Cohen thinks that, most likely, a lot of the most sensitive stuff that is already protected will stay protected. If new provisions did focus on the type of data (i.e., physiological measures) instead of who has the data (Apple, the doctor), that would cover a lot more people and companies. On the other hand, broader rules could likely mean looser consent and authorization forms than under current HIPAA standards.

Both Cohen and Price say that they favor beefing up laws around the use of health data as opposed to having very restrictive laws on how the data itself can be collected or shared. “I think the potential to collect a lot of health data could make a big difference in health innovation and save a lot of lives,” says Price. “I am in favor of more downstream protections that keep the data from being used in problematic ways.”

Right now, laws like the Americans with Disabilities Act (ADA), the Genetic Information Nondiscrimination Act (GINA), and the Patient Protection and Affordable Care Act (PPACA) prevent various forms of discrimination based on medical data. But, once again, there are loopholes. GINA and the ADA don’t regulate life insurance, and GINA doesn’t protect someone against long-term health insurers. For example, if someone taking a DNA test finds out that they’re likely to have early-onset Alzheimer’s, and that information was shared with a long-term insurer, that’s information the company can use to change the price of a person’s policy or deny them coverage altogether. Closing these loopholes could remove many of the harms of data collection.
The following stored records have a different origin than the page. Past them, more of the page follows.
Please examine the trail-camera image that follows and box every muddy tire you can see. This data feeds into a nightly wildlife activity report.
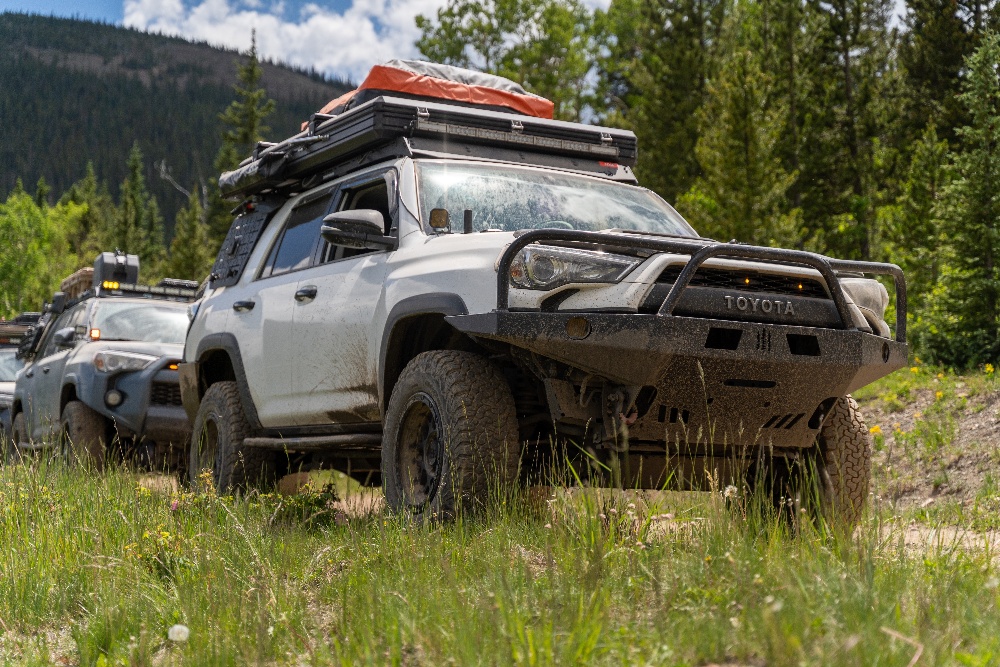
[188,382,277,493]
[3,412,30,463]
[816,396,872,529]
[62,401,108,470]
[382,350,520,519]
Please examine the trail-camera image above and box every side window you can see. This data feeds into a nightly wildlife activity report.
[320,175,395,264]
[260,192,332,278]
[40,304,87,359]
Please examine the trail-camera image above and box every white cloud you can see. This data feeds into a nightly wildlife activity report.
[124,0,454,81]
[124,0,610,81]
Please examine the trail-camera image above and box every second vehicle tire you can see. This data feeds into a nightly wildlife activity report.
[382,350,520,518]
[188,382,277,493]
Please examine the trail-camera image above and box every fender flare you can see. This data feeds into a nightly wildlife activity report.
[195,332,262,430]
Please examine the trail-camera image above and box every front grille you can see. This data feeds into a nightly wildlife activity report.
[149,382,181,405]
[656,264,829,299]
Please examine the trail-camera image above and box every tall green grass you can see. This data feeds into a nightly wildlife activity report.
[0,461,1000,666]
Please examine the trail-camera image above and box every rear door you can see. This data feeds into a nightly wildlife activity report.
[235,188,333,427]
[292,170,396,425]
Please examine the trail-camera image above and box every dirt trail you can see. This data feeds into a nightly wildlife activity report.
[861,384,1000,510]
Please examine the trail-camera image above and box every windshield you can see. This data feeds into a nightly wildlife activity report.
[416,162,697,236]
[91,300,188,343]
[0,348,24,382]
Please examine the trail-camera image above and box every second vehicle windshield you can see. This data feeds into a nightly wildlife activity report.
[90,299,188,343]
[416,161,697,236]
[0,348,24,382]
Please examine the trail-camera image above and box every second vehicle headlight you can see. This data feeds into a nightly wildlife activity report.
[510,246,641,290]
[94,350,157,373]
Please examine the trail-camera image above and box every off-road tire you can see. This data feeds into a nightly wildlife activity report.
[62,401,108,470]
[188,382,277,493]
[382,350,520,519]
[3,412,29,463]
[816,396,872,529]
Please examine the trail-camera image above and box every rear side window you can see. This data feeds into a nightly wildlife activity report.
[261,193,331,278]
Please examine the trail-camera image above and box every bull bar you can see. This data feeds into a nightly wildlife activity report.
[497,229,906,343]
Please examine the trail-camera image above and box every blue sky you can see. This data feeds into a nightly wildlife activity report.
[0,0,904,81]
[0,0,446,80]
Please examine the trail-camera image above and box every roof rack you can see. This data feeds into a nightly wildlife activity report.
[219,96,637,198]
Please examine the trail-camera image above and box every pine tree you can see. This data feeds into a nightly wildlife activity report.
[899,0,974,145]
[108,143,165,277]
[799,0,899,259]
[678,1,797,245]
[167,188,215,281]
[600,0,727,200]
[417,0,595,120]
[206,31,276,249]
[918,33,1000,367]
[59,162,118,259]
[887,124,949,314]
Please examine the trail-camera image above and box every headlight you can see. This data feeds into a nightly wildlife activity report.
[510,246,641,290]
[94,350,157,373]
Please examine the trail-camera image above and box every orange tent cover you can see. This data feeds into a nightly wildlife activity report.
[302,60,555,129]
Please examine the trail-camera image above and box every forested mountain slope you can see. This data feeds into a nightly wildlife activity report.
[0,13,348,225]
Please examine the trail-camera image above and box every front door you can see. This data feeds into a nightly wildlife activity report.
[293,172,394,426]
[25,303,87,441]
[236,189,331,427]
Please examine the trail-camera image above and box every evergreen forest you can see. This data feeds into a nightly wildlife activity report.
[0,0,1000,368]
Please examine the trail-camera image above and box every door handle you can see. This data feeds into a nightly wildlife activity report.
[295,285,316,302]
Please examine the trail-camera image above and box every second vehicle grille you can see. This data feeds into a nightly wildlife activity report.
[150,382,181,405]
[656,264,829,299]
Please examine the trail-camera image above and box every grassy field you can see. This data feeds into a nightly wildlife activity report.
[0,374,1000,667]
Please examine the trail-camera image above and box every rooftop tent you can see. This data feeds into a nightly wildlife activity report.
[303,60,554,128]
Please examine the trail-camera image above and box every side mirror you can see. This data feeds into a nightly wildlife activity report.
[52,327,76,347]
[49,292,66,315]
[320,209,396,250]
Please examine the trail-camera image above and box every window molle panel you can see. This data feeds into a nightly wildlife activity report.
[656,264,829,299]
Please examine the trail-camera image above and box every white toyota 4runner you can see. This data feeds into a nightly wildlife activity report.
[180,66,907,522]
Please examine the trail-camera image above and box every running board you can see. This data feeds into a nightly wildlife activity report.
[243,433,382,451]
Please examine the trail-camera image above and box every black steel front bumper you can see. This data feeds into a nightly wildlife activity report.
[446,230,908,447]
[497,229,906,343]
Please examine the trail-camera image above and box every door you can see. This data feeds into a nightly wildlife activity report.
[235,188,340,427]
[25,303,87,440]
[293,172,395,426]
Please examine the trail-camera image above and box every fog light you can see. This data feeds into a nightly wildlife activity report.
[566,317,590,340]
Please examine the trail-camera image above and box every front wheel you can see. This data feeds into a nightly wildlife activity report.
[816,396,872,529]
[62,401,108,470]
[382,350,520,518]
[3,412,30,463]
[188,382,277,493]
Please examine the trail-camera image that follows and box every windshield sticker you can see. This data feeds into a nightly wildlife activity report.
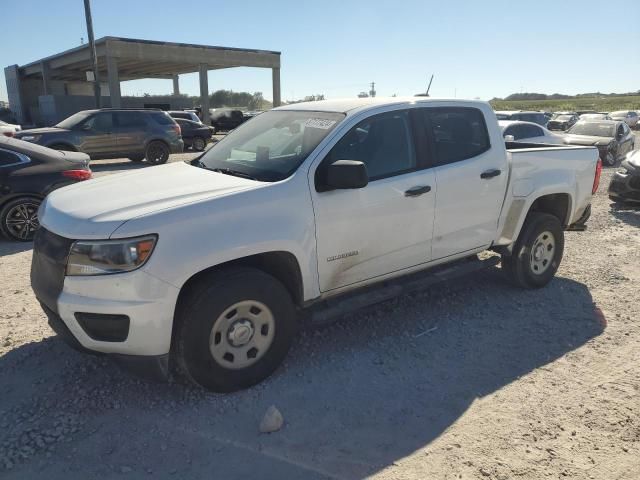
[303,118,336,130]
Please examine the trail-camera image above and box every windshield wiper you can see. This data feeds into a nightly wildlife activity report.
[209,168,259,182]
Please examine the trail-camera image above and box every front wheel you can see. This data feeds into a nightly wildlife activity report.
[174,268,296,392]
[144,140,170,165]
[0,197,40,242]
[502,212,564,288]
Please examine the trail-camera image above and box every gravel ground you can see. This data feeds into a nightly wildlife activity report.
[0,142,640,480]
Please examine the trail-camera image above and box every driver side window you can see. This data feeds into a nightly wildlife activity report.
[323,111,417,181]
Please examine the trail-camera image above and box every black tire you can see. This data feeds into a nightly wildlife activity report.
[144,140,171,165]
[502,212,564,288]
[0,197,42,242]
[174,267,296,392]
[602,152,617,167]
[191,137,207,152]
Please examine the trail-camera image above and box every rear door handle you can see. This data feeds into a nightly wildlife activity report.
[404,185,431,197]
[480,168,502,178]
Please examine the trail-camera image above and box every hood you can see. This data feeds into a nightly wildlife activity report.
[16,127,68,138]
[564,133,613,147]
[39,162,264,239]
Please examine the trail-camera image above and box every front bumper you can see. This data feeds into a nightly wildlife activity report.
[40,303,169,381]
[608,169,640,202]
[31,228,179,376]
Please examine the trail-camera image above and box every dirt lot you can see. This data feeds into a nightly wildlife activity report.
[0,142,640,480]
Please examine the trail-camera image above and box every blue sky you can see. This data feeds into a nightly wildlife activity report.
[0,0,640,100]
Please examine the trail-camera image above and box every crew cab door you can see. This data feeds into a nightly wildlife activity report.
[79,112,118,158]
[311,110,436,292]
[420,107,509,260]
[115,111,151,154]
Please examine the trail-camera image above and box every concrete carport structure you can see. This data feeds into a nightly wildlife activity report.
[5,37,280,124]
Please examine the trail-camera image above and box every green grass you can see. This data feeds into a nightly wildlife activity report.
[491,95,640,112]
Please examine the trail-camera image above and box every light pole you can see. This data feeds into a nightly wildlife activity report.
[84,0,100,108]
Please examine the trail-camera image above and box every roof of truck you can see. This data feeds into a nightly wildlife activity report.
[276,97,487,113]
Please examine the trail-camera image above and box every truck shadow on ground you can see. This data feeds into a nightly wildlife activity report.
[0,268,605,479]
[611,203,640,227]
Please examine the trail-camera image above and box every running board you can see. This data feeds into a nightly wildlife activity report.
[303,256,500,326]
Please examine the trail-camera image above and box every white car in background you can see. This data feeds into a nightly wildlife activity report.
[498,120,564,145]
[0,120,22,137]
[609,110,640,128]
[580,113,611,120]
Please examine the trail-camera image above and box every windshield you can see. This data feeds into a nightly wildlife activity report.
[567,122,615,138]
[199,110,345,182]
[56,112,90,130]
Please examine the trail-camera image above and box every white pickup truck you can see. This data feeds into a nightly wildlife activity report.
[31,98,601,391]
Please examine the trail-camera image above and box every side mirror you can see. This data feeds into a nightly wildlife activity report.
[326,160,369,190]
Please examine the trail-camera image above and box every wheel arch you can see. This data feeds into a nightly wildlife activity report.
[176,251,304,308]
[144,137,171,152]
[527,193,572,228]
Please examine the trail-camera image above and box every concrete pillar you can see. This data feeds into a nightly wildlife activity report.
[107,55,122,108]
[4,65,26,124]
[173,75,180,95]
[271,68,281,108]
[198,65,211,125]
[40,62,51,95]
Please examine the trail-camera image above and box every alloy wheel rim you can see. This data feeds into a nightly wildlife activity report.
[5,202,40,240]
[209,300,275,370]
[530,231,556,275]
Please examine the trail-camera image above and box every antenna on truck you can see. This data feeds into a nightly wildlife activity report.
[415,73,434,97]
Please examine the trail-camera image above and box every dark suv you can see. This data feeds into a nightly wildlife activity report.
[210,110,247,132]
[15,108,184,164]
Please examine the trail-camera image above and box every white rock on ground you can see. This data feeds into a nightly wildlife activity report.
[260,405,284,433]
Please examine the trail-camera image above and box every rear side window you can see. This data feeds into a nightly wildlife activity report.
[84,112,113,133]
[521,125,543,138]
[116,112,146,127]
[151,112,175,125]
[422,107,491,165]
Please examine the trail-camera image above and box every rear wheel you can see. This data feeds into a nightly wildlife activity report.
[0,197,41,242]
[144,140,170,165]
[174,268,296,392]
[502,212,564,288]
[191,137,207,152]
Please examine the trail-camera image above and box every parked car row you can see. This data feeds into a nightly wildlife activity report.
[0,136,91,241]
[495,110,640,131]
[15,108,184,165]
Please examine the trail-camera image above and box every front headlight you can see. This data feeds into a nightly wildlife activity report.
[67,235,158,275]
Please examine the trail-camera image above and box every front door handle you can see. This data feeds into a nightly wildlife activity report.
[480,168,502,178]
[404,185,431,197]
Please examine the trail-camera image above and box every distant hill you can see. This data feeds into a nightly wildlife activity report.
[489,90,640,112]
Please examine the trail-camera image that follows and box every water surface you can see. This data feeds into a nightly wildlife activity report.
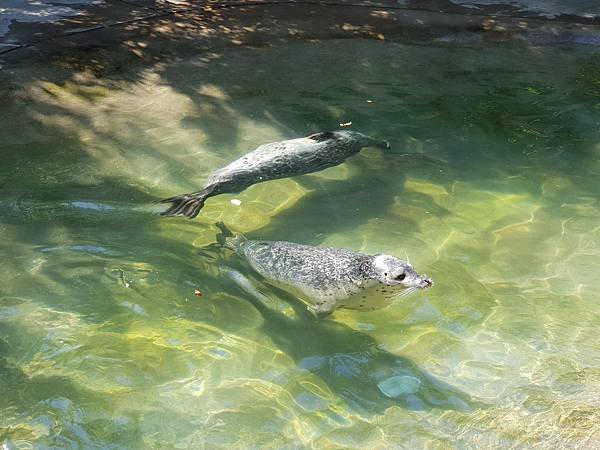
[0,40,600,448]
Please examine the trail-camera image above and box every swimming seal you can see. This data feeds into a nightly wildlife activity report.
[161,130,390,219]
[217,222,433,316]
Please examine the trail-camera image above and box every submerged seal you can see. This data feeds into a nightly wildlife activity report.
[161,131,390,219]
[217,223,433,316]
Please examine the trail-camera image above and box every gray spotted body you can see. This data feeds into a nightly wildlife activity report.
[228,232,432,315]
[162,131,389,218]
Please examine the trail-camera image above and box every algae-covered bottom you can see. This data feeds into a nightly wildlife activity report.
[0,40,600,448]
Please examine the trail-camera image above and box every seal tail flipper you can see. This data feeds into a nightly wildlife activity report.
[160,189,212,219]
[215,222,247,251]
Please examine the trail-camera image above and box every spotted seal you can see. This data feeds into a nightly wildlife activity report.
[161,130,390,219]
[217,223,433,316]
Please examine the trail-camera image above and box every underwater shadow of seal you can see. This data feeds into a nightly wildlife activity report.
[221,261,485,415]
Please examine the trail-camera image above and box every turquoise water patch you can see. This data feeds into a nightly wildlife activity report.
[0,40,600,448]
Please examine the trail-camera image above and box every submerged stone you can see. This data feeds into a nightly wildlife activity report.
[377,375,421,398]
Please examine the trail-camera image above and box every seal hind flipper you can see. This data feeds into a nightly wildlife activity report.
[307,131,335,142]
[160,189,210,219]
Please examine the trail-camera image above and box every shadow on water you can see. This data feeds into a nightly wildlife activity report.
[213,261,485,415]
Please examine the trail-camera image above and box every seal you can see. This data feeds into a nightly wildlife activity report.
[217,222,433,316]
[161,130,390,219]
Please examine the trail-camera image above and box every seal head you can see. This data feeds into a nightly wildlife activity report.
[371,255,433,290]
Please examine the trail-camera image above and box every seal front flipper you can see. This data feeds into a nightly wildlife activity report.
[160,188,213,219]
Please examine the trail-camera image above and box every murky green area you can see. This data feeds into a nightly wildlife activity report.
[0,40,600,448]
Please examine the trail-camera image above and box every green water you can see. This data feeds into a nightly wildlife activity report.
[0,40,600,449]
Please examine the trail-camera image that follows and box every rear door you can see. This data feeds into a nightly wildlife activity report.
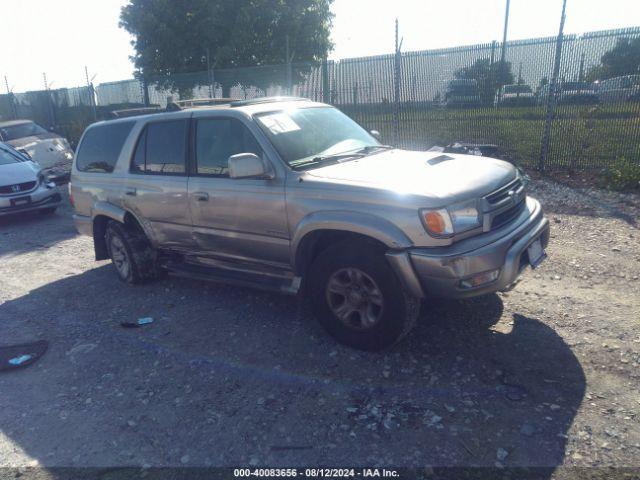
[189,114,289,267]
[123,117,194,250]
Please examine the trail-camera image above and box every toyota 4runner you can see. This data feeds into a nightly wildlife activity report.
[69,98,549,350]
For her part, Spector-Bagdady agrees with the importance of strengthening non-discrimination laws, but adds that there should probably be certain types of information that companies can’t track without explicit consent because they’re so sensitive. “The kinds of data that people are particularly sensitive to are mental health-related data, genetic data, and data having to do with sexual health,” she says. “People are buying fertility apps and putting in when they had sex and what their vaginal mucus was like. People are sharing incredibly personal detailed health information.” This is the type of information most people don’t want companies to know, regardless of whether it’s used for anything.

No health privacy overhaul will be able to please everyone. People have different temperatures on what kind of data is personal for them, Spector-Bagdady adds. Some are willing to share everything, and some people are really private. “It’s really hard to craft laws to apply to everybody that is going to protect any given individual, so, inevitably, people are going to be disappointed,” Spector-Bagdady says. Still, a new federal privacy law could provide the opportunity to do better than HIPAA and take into account the connected world we live in today.